By Michelle Morgante, The Associated Press
San Diego (AP) -- Adam Riojas spent 13 years waiting for freedom.
Convicted in 1991 of a murder he insists he didn’t commit, the former real estate agent maintained his innocence despite offers of a plea deal and urgings to express remorse. Then in 2002, relatives told the state parole board they’d heard Riojas’ estranged father, a drug dealer and smuggler, confess to the killing shortly before his own death. The board, without any objection from the prosecutors who sent Riojas to prison, granted him parole.
Their recommendation then was sent to Gov.
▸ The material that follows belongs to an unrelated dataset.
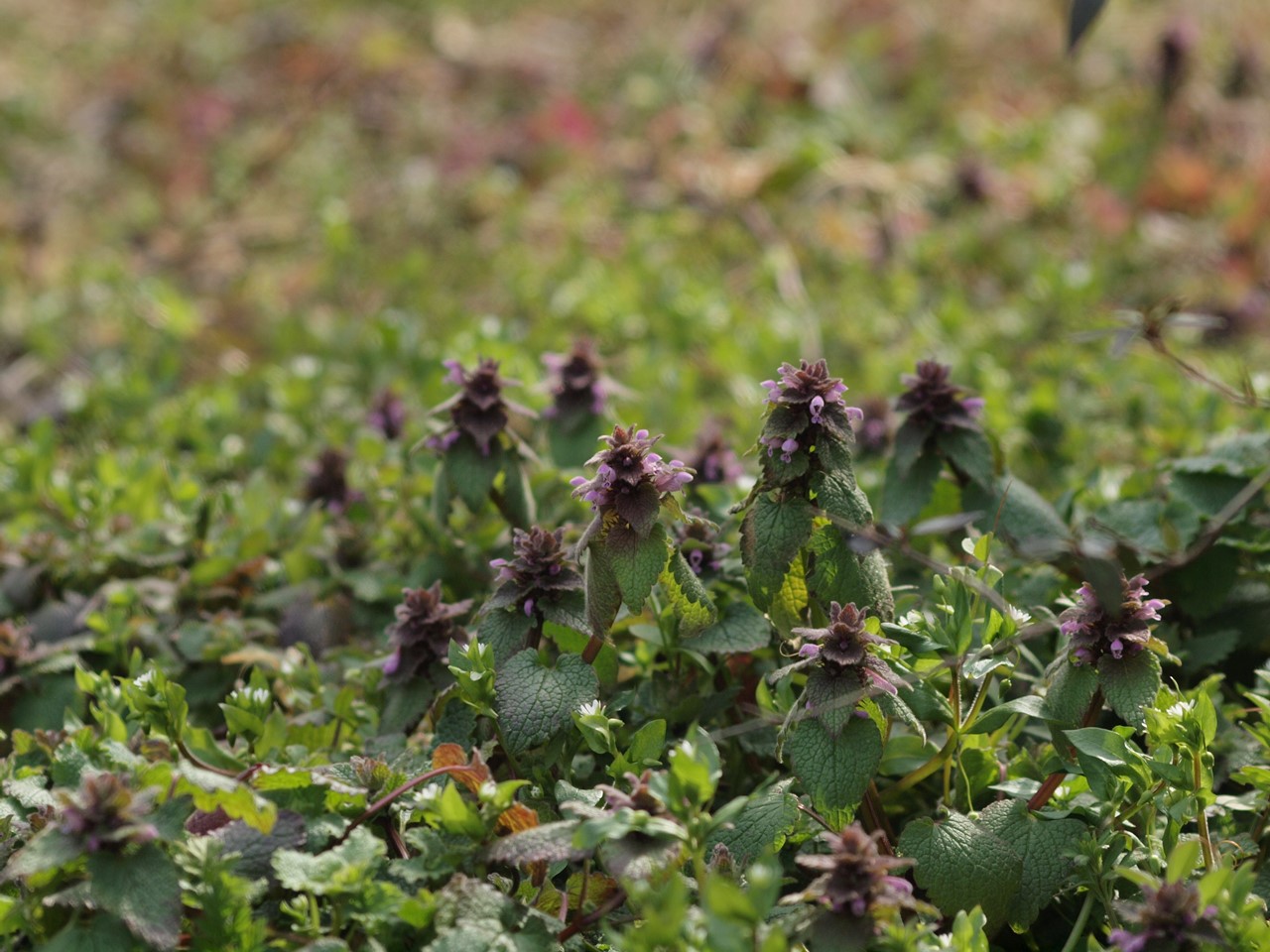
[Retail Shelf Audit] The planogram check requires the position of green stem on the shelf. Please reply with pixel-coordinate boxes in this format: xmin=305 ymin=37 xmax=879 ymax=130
xmin=1192 ymin=750 xmax=1212 ymax=872
xmin=1062 ymin=890 xmax=1093 ymax=952
xmin=881 ymin=731 xmax=957 ymax=799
Gray Davis who, having publicly vowed to keep convicted murderers in prison for life, rejected it.
But a year later, after an unexpected change in state leadership, Riojas is free, one of the 31 convicted murderers and kidnappers paroled by Gov. Arnold Schwarzenegger in his first seven months in office.
That’s nearly four times the eight life-term inmates who were granted parole during Davis’ 4 1/2 years as governor.
For Riojas, the difference that led to his freedom was simply politics.
He and his lawyer, Justin Brooks of the California Innocence Project, contend fears of a Willie Horton-type imbroglio -- the case of a murderer who committed rape while on furlough and helped doomed Massachusetts Gov. Michael Dukakis’ 1988 bid for the White House -- led the Democratic governor to reject parole for convicted murders with little regard to the merits of their cases.
Schwarzenegger, in contrast, “is a big man and he’s strong,” Riojas says. “He doesn’t have to portray a real tough-guy image because people already see him as tough.”
Brooks says the details of Riojas’ case were identical in each of his two parole bids, “and it was just a completely different result. Politically, I think Davis was unwilling to give the appearance that he was soft on crime.”
Schwarzenegger’s legal secretary, Peter Siggins, credits the change to a difference in philosophy. “He is a governor who believes people can reform and be reformed.”
Until the final year of Davis’ term, only three murderers were given parole, all women who killed men they claimed had abused them for years. One inmate, Robert Rosenkrantz, sued Davis claiming the governor denied him due process by adopting a blanket no-parole policy. A trial court agreed, but the ruling was reversed on appeal with the judges pointing to the releases of the battered women.
Davis’ former spokesman, Steve Maviglio, insists each parole-recommendation sent to the governor received individual consideration.
“Politics didn’t play into his review. He would take each case on a one-by-one basis,” Maviglio said.
Davis, with the counsel of his legal secretary, reviewed each case fairly, Maviglio said, “but he tended to come down on the side of the victims and the prosecutors more often than someone who’s been in prison.”
Make that much more often: Davis rejected release for 286 life-term inmates who received parole recommendations from the state Board of Prison Terms. Of the 89 recommendations sent to Schwarzenegger so far, he has reversed 55 and sent three back for further review.
Donald Specter of the Prison Law Office, a nonprofit firm protecting the rights of prisoners, says Schwarzenegger is giving more hope to inmates but still is not going far enough.
“He’s still reversing more than 50 percent of cases that the board is granting parole on. I don’t think that’s appropriate,” he said.
Very few of the life-term inmates who seek parole each year -- about 150 out of more than 4,000 -- win recommendations from the nine-member board, which currently includes several former law enforcement professionals.
In addition to statements from prosecutors and victims or their families, the board considers an inmate’s criminal history, behavior in prison, psychological profile, feelings toward the crime, and likelihood of returning to criminal behavior.
Siggins said a staff lawyer goes over each case before submitting it to Schwarzenegger, who reviews it carefully with Siggins. Questions about public safety far outweigh any political concerns, he said.
“These are always hard decisions,” he said. “I sometimes walk out of this building at night hoping that we’ve done the right thing either way, either to let someone out or not let someone out.”
Harriet Salarno, whose 18-year-old daughter was murdered by an estranged boyfriend in 1979, is worried by Schwarzenegger’s record. As president of the advocacy group Crime Victims United of California, she said the state owes more to crime victims and the general public than to violent criminals, “very few” of whom can be reformed.
“We supported Gov. Davis because he was concerned with public safety and that was a high priority,” she said. Schwarzenegger may have the power to free convicted murderers, but “let’s just pray to God that they don’t become repeat offenders.”
Riojas, who finished 11 vocational programs during his incarceration, said the new administration is helping encourage inmates to truly turn their lives around. Under Davis, he said, there was no reason to hope.
“I’ve seen a lot of inmates giving up,” Riojas said. “they would go ahead and fight and start using drugs or alcohol ... because they said ‘Hey, I’m never getting out because no matter what I do these guys are not letting me out.”’
“You would not believe the tension that the Davis years created,” he said. “If our state doesn’t do this, rehabilitate our people who are incarcerated, I believe that the prisons are ready to blow up.”